The following quotes were said by a compilation of my unhappy students, either learning about their altered 3rd marking period class schedule, or generally just upset with being in my class.
“I don’t need your help”
“I don’t want to be in your seminar”
“I’m leaving this school”
“Your stamps are stupid”
“I’m just going to drop out”
“I don’t like you”
“It’s all your fault” (That they were switching classes)
“Please tell me I’m not in your seminar”
“I’ll be happy next year when I never have to see your face again”
“You’re a stalker”
I know what you’re all thinking. What kind of horrible person is this teacher? How can so many students have such animosity toward a single human being? Is he really a stalker? These are the questions that I’ve pondered over the last week, and I’ve been searching deeply to find a theory that fits.
Today, a co-teacher and I were talking about this very topic, and she said to me, “Doesn’t that kind of treatment make you sad?”. I told her that it sort of does, but that I’m used to it by now. Last year, my entire class, who I spent hours making lessons and activities for, who I tirelessly worked for and attempted to push to be better students, loved to whine at my every request. Many of them were tame, but as a whole, they would complain constantly. They would even boo me from time to time.
This year, I think that the animosity and negativity towards me is an even more complex mixture of a few unfortunate ingredients:
1) My incredible cheesiness in the classroom triggering a “too-cool” factor.
2) Hormonal adolescent girls who are still into the “I hate you” attitude toward any male in their lives. (Can’t you kids just grow up already?)
3) Some more clever students who general get enjoyment out of telling me how much they dislike me.
4) And most importantly, students with Major (with a capital M) social and emotional problems.
Throw these all together in the old public school pot and there you have it: a perfect storm of student push-back.
In general, I think that major reason I’ve been receiving such anger and hostility from the same students whom I clearly care about, is that many of them are struggling mightily in all aspects of school.
The vast majority of the twenty-five or so students I see, need a great deal more support in their classes than they are receiving. In addition, whenever I see them, I expect them to work hard, be motivated, and follow the rules.
Due to the fact that so many of them are mainstreamed into 8th and 9th grade classes (learning with no additional support with the general education students and only one teacher), they are failing.
I see them for occasional push-in classes where I help the math or english teachers, and three times a week for my seminar class, but for the most part, they are on their own.
My expectations, mixed with the fact that they are mandated to be in my class (as opposed to other cooler sounding seminars like Debate, Drama, Forensics, or Robotics class) have seemingly pushed some of them over the edge to negative-whine-annoying town.
As of now, I want them to start fresh for the second half of the year. The end of the 2nd marking period had many of my 9th grade students in absolute disarray. With real social and emotional problems, as well as problems at home, dropping out and not being able to keep up have become frightening and legitimate concerns.
My goal is to make school more fun and engaging for them.

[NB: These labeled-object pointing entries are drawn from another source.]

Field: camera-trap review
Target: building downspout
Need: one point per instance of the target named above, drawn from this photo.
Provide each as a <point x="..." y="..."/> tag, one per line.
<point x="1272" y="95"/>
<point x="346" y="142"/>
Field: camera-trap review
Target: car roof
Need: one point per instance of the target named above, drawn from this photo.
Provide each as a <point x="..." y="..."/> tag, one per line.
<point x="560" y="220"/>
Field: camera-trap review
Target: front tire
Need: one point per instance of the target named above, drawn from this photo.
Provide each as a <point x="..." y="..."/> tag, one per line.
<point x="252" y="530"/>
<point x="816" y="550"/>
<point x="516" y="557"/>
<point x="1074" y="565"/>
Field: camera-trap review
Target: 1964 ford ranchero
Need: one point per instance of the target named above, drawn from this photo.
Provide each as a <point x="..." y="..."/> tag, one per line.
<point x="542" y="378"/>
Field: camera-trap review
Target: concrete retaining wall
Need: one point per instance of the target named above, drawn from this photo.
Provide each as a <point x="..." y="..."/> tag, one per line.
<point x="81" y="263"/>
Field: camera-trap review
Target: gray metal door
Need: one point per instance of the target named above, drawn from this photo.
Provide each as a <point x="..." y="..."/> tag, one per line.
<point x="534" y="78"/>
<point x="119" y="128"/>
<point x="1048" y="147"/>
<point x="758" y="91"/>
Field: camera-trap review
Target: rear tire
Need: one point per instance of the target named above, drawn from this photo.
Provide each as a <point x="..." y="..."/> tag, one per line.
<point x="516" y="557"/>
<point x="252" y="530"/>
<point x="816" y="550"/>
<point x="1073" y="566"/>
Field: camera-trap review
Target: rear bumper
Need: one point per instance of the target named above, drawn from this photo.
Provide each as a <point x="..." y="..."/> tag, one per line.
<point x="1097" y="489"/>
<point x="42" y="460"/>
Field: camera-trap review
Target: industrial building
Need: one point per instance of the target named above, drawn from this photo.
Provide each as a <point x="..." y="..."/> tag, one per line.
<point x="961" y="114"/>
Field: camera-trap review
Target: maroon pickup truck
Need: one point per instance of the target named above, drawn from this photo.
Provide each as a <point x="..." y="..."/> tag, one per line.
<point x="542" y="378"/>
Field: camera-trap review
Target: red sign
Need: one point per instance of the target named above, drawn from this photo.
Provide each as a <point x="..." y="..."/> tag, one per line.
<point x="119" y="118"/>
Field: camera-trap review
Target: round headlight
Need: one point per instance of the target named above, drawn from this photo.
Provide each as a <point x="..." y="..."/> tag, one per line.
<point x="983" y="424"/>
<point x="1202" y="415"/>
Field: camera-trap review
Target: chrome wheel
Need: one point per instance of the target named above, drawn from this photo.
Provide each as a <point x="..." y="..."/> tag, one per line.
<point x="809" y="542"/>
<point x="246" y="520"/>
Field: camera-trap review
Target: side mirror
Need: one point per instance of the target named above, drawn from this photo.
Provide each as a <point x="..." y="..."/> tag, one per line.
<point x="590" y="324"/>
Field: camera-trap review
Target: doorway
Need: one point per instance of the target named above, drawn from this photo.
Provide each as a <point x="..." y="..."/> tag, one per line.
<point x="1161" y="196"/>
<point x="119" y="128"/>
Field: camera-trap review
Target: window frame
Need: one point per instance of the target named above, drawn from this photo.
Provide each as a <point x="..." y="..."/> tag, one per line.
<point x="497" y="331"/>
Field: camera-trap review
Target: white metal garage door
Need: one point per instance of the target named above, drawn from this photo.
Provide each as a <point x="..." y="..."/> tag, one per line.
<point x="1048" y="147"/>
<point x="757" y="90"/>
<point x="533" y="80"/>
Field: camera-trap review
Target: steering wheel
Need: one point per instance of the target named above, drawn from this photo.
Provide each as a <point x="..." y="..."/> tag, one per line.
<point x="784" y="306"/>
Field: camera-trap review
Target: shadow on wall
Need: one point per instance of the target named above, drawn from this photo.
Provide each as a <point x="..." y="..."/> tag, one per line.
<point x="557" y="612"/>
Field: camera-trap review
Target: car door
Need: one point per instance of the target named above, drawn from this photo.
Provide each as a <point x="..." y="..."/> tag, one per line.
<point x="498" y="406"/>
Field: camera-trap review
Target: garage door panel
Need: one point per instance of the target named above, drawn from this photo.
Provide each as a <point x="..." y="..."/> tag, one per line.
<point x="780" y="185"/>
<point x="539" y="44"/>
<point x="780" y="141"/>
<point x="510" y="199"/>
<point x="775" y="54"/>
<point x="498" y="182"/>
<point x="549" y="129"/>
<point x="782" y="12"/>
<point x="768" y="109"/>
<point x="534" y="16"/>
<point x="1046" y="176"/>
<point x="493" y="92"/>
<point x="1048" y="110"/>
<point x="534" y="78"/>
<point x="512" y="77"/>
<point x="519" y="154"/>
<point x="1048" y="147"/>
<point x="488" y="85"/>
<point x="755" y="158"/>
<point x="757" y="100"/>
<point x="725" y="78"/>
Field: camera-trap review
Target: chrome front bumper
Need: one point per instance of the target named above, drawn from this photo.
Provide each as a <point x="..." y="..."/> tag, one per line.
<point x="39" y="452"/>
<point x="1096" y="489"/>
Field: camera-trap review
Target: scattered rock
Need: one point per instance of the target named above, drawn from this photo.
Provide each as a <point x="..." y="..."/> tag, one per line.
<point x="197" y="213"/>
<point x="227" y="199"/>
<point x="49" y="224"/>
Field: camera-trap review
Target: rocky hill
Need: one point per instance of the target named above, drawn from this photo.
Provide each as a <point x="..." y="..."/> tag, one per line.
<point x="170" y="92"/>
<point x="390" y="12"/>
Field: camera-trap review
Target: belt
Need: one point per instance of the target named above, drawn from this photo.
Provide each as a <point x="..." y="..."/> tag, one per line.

One of the roots of their academic problems seem to stem from very low self-esteem and self-confidence. I can understand. They’ve experienced so much failure, and received so many failing grades that it has become a cycle of negative associations with school.
Hopefully in the coming weeks and months they can turn it around. Maybe I just need to show them more pictures of animals dressed in funny costumes. Hell, I’ll literally try anything at this point.
I still genuinely like what I do because I know how important it is for the students who struggle the most. And, I do feel needed by them in some strange, weird way – even if it is shown through insults, complaints, and whines.